One change that has found its way into MacOS Sierra that has been impacting a number of people is the removal of the user’s ability to easy exempt applications from Gatekeeper’s scrutiny. This is an issue when a user tries to open application is not signed by an “approved” developer. They will be prompted with a warning similar to this one:
It is also possible the warning will say that the application is damaged and should be moved to the Trash. In either case, the problem is MacOS’s built in security feature called Gatekeeper. In previous version of the OS, the user could easily open Security Preferences and tell the system to open the application anyway. For some reason, Apple decided to remove the ability to easily do this via the GUI. However, it is still possible to perform this function via the CLI (Terminal).
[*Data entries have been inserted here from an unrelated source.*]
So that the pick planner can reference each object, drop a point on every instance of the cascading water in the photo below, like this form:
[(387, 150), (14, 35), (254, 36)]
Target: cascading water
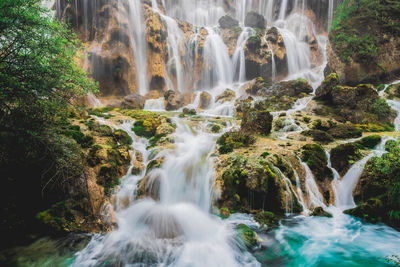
[(177, 229), (139, 44)]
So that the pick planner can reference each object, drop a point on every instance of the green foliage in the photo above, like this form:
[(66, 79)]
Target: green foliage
[(232, 140), (370, 142), (267, 219), (122, 137), (381, 108), (39, 77), (380, 183), (315, 157), (358, 28)]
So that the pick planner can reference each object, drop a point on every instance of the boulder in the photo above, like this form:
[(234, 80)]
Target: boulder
[(134, 101), (226, 96), (205, 100), (254, 20), (153, 94), (227, 22), (319, 211), (173, 99), (256, 121), (343, 156)]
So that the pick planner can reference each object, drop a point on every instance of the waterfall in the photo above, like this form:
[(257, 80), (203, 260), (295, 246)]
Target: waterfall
[(314, 195), (238, 58), (139, 44), (344, 188)]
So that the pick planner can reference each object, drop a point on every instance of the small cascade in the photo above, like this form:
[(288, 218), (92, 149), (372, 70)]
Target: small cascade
[(315, 197), (176, 229), (217, 65), (238, 58), (344, 189), (139, 44)]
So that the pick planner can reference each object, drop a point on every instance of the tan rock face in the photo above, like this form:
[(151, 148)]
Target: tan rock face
[(157, 53)]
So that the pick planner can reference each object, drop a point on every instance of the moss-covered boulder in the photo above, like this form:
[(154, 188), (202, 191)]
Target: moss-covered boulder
[(363, 41), (378, 190), (315, 157), (370, 142), (267, 219), (256, 121), (344, 156), (248, 183), (319, 136), (234, 139), (283, 95), (359, 104), (320, 212), (344, 131), (247, 236)]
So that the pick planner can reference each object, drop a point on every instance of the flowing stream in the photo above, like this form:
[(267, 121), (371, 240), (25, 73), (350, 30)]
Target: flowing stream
[(175, 226)]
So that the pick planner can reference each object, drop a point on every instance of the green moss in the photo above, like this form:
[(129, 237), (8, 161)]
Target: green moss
[(315, 157), (318, 211), (370, 142), (224, 212), (232, 140), (267, 219), (319, 136), (122, 137), (379, 195), (359, 28), (246, 235), (345, 131)]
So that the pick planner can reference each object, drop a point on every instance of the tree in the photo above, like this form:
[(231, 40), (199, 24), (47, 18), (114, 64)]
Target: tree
[(39, 77)]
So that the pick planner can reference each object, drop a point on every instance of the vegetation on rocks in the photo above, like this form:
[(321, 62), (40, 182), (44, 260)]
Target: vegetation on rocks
[(378, 191), (359, 28), (40, 156), (315, 157)]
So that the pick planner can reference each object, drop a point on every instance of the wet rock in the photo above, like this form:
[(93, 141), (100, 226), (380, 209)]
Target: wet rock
[(344, 156), (133, 102), (254, 20), (267, 219), (153, 94), (227, 22), (319, 136), (319, 211), (224, 213), (189, 111), (315, 157), (174, 100), (247, 236), (205, 100), (256, 121), (256, 85), (226, 96), (295, 88)]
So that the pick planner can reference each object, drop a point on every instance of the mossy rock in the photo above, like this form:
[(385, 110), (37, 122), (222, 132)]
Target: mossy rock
[(344, 131), (371, 211), (233, 140), (319, 211), (370, 142), (247, 236), (319, 136), (315, 157), (344, 156), (267, 219), (224, 212), (123, 137)]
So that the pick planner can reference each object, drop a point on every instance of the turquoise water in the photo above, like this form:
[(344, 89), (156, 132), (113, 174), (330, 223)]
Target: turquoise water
[(338, 241), (299, 241)]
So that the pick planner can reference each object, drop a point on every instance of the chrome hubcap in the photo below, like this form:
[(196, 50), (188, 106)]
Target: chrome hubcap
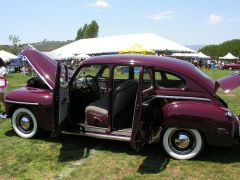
[(24, 123), (182, 141)]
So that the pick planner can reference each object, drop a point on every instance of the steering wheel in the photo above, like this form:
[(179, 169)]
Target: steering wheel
[(91, 82)]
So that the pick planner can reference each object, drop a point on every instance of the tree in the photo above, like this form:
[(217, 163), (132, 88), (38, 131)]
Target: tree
[(88, 31), (15, 41), (92, 29)]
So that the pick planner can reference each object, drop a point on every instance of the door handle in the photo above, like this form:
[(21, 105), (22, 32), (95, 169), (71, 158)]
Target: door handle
[(65, 100)]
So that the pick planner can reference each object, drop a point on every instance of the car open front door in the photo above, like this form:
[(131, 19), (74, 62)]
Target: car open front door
[(142, 128), (60, 98)]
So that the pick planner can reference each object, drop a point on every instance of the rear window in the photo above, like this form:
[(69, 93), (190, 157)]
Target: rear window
[(201, 73), (168, 80)]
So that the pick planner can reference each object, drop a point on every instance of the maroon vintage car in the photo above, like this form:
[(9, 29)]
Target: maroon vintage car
[(232, 66), (140, 99)]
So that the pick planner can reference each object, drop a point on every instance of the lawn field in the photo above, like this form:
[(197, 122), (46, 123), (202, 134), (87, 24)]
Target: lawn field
[(76, 157)]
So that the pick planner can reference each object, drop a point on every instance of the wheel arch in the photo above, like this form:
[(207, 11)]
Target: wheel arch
[(207, 118)]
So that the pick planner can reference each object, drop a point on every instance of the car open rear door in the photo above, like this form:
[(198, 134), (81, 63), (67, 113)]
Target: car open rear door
[(60, 98), (142, 123)]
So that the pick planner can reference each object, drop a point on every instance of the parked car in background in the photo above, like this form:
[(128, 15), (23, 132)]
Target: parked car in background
[(11, 69), (232, 66), (140, 99)]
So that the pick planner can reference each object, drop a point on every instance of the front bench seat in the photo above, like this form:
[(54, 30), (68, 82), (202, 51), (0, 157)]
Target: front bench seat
[(124, 98)]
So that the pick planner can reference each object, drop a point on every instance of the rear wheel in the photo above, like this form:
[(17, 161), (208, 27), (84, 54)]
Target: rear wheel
[(24, 123), (182, 143)]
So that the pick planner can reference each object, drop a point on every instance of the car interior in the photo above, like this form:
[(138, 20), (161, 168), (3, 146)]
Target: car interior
[(91, 102)]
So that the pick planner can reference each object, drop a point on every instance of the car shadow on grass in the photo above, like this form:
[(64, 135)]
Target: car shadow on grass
[(74, 148)]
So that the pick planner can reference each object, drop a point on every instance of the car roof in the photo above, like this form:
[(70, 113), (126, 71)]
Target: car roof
[(164, 63), (142, 60)]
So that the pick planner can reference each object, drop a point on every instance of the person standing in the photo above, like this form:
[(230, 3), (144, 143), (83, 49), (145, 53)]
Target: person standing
[(3, 85)]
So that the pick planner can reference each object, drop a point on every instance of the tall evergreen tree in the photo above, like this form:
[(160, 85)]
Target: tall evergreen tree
[(88, 31)]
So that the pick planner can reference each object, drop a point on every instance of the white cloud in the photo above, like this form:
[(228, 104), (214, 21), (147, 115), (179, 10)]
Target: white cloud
[(100, 4), (214, 19), (165, 15), (234, 20)]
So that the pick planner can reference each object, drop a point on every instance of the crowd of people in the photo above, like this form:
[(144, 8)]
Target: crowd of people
[(208, 64)]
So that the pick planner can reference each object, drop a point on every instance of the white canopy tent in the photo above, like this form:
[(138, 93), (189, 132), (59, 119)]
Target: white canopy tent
[(6, 56), (114, 44), (198, 55), (52, 55), (229, 56), (82, 56), (66, 55)]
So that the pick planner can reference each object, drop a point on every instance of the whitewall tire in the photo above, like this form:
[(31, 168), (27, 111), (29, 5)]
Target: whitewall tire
[(182, 143), (24, 123)]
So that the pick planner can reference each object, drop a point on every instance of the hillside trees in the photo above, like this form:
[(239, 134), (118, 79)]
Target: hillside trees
[(88, 31)]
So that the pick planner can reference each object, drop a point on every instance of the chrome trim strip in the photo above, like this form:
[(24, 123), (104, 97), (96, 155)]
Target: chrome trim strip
[(25, 57), (100, 136), (177, 97), (238, 121), (21, 102)]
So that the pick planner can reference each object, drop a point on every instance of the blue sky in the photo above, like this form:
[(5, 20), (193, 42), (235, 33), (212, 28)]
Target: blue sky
[(188, 22)]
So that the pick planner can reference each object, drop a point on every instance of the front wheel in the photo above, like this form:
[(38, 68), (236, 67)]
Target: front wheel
[(24, 123), (182, 143)]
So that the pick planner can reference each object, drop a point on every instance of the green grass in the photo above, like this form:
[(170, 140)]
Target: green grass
[(76, 157)]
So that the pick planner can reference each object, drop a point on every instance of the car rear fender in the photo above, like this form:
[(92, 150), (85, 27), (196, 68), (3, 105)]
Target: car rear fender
[(207, 117)]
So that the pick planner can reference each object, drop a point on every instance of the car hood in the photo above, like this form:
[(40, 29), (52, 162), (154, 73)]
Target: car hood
[(43, 65), (228, 83)]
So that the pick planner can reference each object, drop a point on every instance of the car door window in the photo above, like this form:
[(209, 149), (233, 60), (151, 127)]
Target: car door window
[(147, 78), (168, 80)]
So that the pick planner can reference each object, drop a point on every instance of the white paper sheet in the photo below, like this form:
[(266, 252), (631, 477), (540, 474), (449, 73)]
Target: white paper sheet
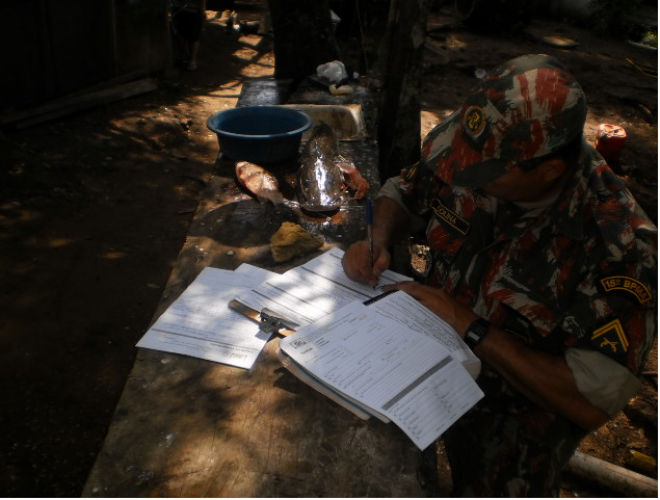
[(408, 311), (402, 373), (200, 324), (309, 292)]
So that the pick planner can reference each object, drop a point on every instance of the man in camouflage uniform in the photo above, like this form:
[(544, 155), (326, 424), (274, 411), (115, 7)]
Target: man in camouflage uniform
[(542, 261)]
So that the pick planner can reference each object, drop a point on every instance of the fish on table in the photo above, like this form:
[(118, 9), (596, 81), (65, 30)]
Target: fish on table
[(324, 176), (259, 181)]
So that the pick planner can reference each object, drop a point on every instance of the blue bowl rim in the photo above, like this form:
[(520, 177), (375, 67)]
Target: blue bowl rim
[(291, 111)]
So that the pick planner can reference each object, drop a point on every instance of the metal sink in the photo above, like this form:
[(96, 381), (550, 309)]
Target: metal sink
[(347, 120)]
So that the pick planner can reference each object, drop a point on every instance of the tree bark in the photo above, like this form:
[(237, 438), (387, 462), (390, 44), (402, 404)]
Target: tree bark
[(399, 127), (304, 37)]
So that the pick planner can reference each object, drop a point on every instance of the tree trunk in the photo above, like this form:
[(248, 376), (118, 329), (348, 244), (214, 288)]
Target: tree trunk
[(304, 37), (399, 127)]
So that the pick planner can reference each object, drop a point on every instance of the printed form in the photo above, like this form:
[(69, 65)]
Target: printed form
[(399, 372), (309, 292), (200, 324)]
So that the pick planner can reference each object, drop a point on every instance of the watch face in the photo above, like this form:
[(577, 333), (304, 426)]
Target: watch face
[(476, 332)]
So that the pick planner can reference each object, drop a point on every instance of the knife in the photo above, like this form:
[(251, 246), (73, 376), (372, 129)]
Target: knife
[(268, 320)]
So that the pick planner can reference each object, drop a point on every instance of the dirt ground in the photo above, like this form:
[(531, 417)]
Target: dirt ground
[(95, 207)]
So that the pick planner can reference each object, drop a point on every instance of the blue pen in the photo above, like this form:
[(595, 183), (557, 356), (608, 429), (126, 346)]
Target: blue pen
[(370, 236)]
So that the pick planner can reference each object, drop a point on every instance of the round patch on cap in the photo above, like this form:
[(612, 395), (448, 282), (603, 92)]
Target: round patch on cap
[(475, 121)]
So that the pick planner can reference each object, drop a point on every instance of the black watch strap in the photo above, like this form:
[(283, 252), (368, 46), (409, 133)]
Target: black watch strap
[(476, 332)]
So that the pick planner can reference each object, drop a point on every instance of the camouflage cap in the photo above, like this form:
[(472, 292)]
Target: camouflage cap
[(525, 108)]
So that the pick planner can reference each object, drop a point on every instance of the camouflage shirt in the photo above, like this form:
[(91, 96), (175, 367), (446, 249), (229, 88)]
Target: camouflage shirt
[(579, 273)]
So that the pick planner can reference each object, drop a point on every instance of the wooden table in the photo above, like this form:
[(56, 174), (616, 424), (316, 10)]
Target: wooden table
[(185, 427)]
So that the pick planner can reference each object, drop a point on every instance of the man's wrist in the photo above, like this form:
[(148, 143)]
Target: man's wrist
[(476, 332)]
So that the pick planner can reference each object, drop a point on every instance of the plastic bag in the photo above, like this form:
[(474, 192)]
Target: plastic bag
[(333, 71)]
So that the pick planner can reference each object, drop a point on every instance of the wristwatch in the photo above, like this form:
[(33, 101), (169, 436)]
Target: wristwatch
[(476, 332)]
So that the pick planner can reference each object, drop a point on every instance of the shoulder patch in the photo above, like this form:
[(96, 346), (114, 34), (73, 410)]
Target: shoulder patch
[(610, 339), (447, 217), (475, 121), (626, 284)]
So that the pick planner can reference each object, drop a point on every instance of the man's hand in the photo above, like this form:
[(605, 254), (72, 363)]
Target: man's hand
[(357, 262)]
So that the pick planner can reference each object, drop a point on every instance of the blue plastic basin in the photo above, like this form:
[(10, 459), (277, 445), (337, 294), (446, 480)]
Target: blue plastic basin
[(259, 134)]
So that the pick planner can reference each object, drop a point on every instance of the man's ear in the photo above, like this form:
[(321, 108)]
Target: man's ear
[(553, 169)]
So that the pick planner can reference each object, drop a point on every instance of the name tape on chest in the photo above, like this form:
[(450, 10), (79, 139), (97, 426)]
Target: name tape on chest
[(447, 217), (628, 285)]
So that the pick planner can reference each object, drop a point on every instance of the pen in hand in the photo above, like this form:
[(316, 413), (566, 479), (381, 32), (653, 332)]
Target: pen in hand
[(370, 235)]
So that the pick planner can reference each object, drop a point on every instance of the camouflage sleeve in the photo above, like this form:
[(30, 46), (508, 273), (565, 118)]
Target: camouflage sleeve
[(614, 309), (392, 190)]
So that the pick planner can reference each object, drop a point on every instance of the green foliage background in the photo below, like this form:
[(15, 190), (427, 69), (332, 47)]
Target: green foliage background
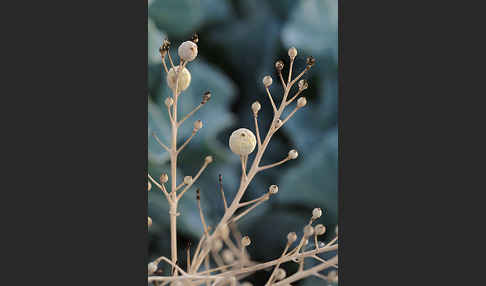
[(239, 43)]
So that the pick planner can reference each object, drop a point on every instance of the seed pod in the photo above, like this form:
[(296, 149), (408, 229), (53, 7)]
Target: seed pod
[(320, 229), (242, 142), (293, 154), (267, 81), (164, 178), (245, 241), (208, 159), (291, 237), (280, 274), (292, 53), (206, 97), (169, 101), (316, 213), (273, 189), (197, 125), (303, 85), (187, 51), (184, 78), (308, 230), (301, 102), (187, 180), (256, 107)]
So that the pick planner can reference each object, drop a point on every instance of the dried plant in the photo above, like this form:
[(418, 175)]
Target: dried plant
[(223, 246)]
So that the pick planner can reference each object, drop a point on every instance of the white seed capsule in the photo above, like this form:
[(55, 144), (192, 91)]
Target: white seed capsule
[(280, 274), (291, 237), (316, 213), (152, 267), (308, 230), (197, 125), (169, 101), (187, 180), (267, 81), (320, 229), (256, 107), (228, 256), (184, 79), (187, 51), (273, 189), (242, 142), (245, 241), (301, 102), (208, 159), (292, 52), (164, 178), (293, 154)]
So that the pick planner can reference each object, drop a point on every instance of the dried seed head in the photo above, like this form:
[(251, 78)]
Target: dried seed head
[(301, 102), (242, 142), (267, 81), (256, 107), (184, 78), (308, 230), (228, 256), (164, 178), (310, 62), (292, 53), (169, 101), (245, 241), (197, 125), (280, 274), (217, 245), (316, 213), (187, 180), (206, 97), (187, 51), (320, 229), (303, 85), (208, 159), (152, 267), (273, 189), (293, 154), (291, 237)]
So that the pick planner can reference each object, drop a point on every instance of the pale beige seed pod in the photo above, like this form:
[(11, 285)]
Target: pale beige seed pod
[(228, 256), (301, 102), (308, 230), (280, 274), (187, 180), (273, 189), (169, 101), (245, 241), (256, 107), (293, 154), (164, 178), (187, 51), (152, 267), (267, 81), (320, 229), (291, 237), (316, 213), (292, 53), (184, 79), (242, 142)]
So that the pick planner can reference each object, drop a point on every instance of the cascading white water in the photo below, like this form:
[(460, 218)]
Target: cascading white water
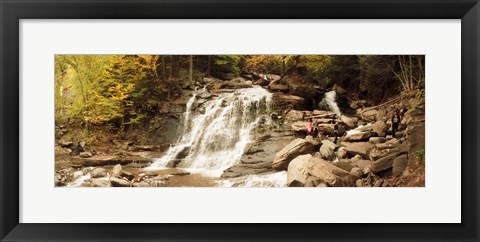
[(215, 140), (330, 98)]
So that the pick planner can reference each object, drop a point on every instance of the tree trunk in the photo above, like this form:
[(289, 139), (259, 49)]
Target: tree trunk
[(209, 67), (171, 67), (190, 75), (163, 68)]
There are two ways to accomplish this. The first way is to temporarily disable Gatekeeper, open the application, then re-enable Gatekeeper. Once the application has been opened once, Gatekeeper will stop bothering you about it on subsequent launches. In order to disable Gatekeeper you need to run the following command in Terminal (then enter your admin password):
sudo spctl --master-disable
Once you’ve done this, open the application and run the command:
sudo spctl --master-enable
The other way to accomplish this is to manually add an application to the Gatekeeper whitelist. In order to do this you will need to run the command:
sudo spctl --add /Path/To/Application.app
If you ever wish to remove the application from the whitelist, it is as easy as changing –add to –remove:
sudo spctl --remove /Path/To/Application.app
Either of these methods should allow you to open any application you please on MacOS Sierra.
Note: For security reason you should not leave Gatekeeper disabled indefinitely. If you are using the disable method, you should be sure to reenable it immediately after opening the “unidentified” or “damaged” application.